Pillar Two

The OECD’s Pillar Two framework aims to ensure that MNEs with global revenues exceeding EUR 750 million pay a minimum effective tax rate on income arising in each jurisdiction in which they operate. The framework imposes a top-up tax on profits arising in jurisdictions where the effective tax rate (ETR) is below 15%.

The core elements of Pillar Two are an income inclusion rule (IIR) and an Undertaxed Profits Rule (UTPR).

A country may also elect to implement a Qualified Domestic Minimum Top-up Tax (QDMTT). The timing of implementation for each element varies by territory.

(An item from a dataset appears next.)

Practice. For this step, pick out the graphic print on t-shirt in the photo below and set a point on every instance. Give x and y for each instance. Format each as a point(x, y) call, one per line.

The following chart summarises the implementation status of countries that are part of the OECD Inclusive Framework and that have agreed to adopt the global minimum tax and taken steps towards introducing the Pillar Two rules.
 
Country Enactment Status    IIR UTPR Comments                                                                        
Kuwait No announcement    

The government is discussing a proposal to introduce a 15% Business Profit Tax (BPT) on all legal entities operating in the country, largely driven by the impact of the implementation of the Pillar Two framework on Kuwait.

 

Although the Ministry of Finance has not made a formal announcement regarding the BPT, during a parliamentary discussion, the ministry clarified that it is studying policy options for Kuwait to collect any taxes payable by Kuwait MNEs that fall within the scope of Pillar Two.